Um herauszufinden, wie Mäuse sich im Kontakt mit Artgenossen verhalten, installierten die Wissenschaftler für ihre Studie zwei verschiedene Versuchsaufbauten. Im „sozialen Labyrinth“ konnten Mäuse wählen, ob sie durch einen Maschendraht Kontakt mit vertrauten oder fremden Mäusen aufnehmen, oder ob sie Kontakt generell vermeiden. Im anderen Versuchsaufbau konnten die Mäuse sich in der Gruppe frei bewegen. Ihre Bewegungen wurden dabei durch Videokameras mit einem eigens dafür programmierten Computerprogramm aufgezeichnet und analysiert. Dieser Versuchsaufbau ermöglichte es, die Mäuse der zweiten Gruppe über mehrere Tage bei verschiedenen Arten sozialer Interaktion wie Annäherung, Kontakt, Angriff oder Verfolgung kontinuierlich zu beobachten.

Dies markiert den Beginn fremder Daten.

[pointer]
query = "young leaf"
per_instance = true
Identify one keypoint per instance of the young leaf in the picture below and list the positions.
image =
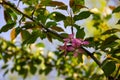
(116, 9)
(82, 15)
(7, 27)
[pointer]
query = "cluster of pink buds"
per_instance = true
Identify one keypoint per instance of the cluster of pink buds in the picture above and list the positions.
(72, 44)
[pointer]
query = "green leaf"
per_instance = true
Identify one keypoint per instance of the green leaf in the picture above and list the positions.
(108, 67)
(57, 16)
(116, 9)
(7, 27)
(80, 33)
(56, 28)
(111, 31)
(118, 22)
(82, 15)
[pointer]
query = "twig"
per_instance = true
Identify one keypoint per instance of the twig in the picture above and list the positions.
(38, 23)
(117, 72)
(71, 21)
(48, 30)
(92, 56)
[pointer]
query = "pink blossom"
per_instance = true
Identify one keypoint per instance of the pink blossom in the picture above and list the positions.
(76, 42)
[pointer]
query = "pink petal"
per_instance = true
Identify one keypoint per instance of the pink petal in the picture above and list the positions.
(85, 42)
(70, 48)
(75, 54)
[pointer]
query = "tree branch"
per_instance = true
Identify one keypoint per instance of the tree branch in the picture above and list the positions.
(48, 30)
(38, 23)
(92, 56)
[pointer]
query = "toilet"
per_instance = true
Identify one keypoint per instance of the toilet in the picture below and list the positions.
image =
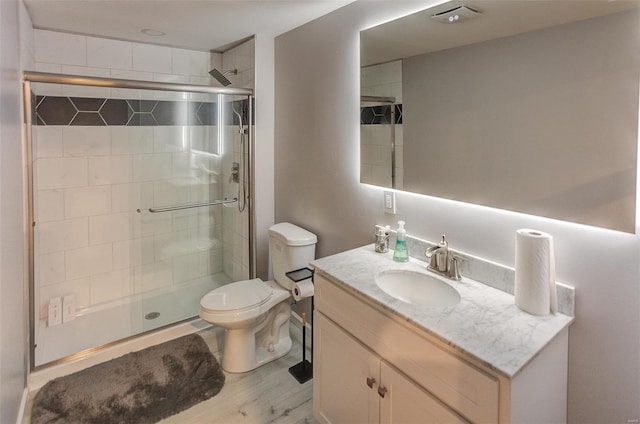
(254, 313)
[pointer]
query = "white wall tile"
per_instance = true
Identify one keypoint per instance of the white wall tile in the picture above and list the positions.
(110, 170)
(61, 173)
(176, 79)
(109, 228)
(63, 235)
(135, 252)
(131, 140)
(79, 287)
(151, 167)
(197, 80)
(50, 205)
(189, 62)
(132, 196)
(51, 268)
(54, 68)
(62, 48)
(86, 141)
(150, 58)
(88, 261)
(170, 138)
(190, 267)
(87, 201)
(85, 91)
(146, 224)
(105, 53)
(48, 141)
(111, 285)
(154, 276)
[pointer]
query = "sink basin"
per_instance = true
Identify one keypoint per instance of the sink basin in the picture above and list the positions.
(417, 288)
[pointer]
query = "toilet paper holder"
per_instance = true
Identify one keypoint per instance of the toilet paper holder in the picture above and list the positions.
(303, 371)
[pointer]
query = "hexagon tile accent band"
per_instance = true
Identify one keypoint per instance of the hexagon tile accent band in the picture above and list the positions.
(57, 110)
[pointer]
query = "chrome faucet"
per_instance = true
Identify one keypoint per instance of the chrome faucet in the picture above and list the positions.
(443, 262)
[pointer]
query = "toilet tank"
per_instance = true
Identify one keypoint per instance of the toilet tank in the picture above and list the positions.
(291, 248)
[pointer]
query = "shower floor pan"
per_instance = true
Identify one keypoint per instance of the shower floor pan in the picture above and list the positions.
(124, 318)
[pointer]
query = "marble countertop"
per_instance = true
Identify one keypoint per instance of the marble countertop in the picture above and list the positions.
(486, 324)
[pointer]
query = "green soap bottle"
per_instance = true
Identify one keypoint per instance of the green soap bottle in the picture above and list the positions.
(400, 253)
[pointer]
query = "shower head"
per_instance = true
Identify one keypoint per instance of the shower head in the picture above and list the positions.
(221, 76)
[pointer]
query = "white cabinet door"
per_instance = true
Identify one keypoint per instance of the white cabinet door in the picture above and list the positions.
(343, 371)
(405, 402)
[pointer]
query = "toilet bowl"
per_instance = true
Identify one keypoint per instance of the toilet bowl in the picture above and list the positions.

Die Wissenschaftler zeigten, dass ein molekularer Mechanismus im Gehirn der Mäuse, der an der Stressregulation beteiligt ist, auch das Verhalten von Mäusen gegenüber Artgenossen bestimmt. Ein Signale übermittelndes Molekül, das Urocortin-3, und ein Rezeptor auf der Oberfläche von Nervenzellen, an den das Molekül bindet, sind Teil dieses Mechanismus. Beide sind wiederum Teile des Corticotropin-ausschüttenden Faktors beziehungsweise des sogenannten CRF-Systems, das beim Umgang mit Stress eine zentrale Rolle spielt. Molekül und Rezeptor kommen überwiegend in der Gehirnregion der mittleren Amygdala vor, die mit sozialem Verhalten von Mäusen in Zusammenhang gebracht wird.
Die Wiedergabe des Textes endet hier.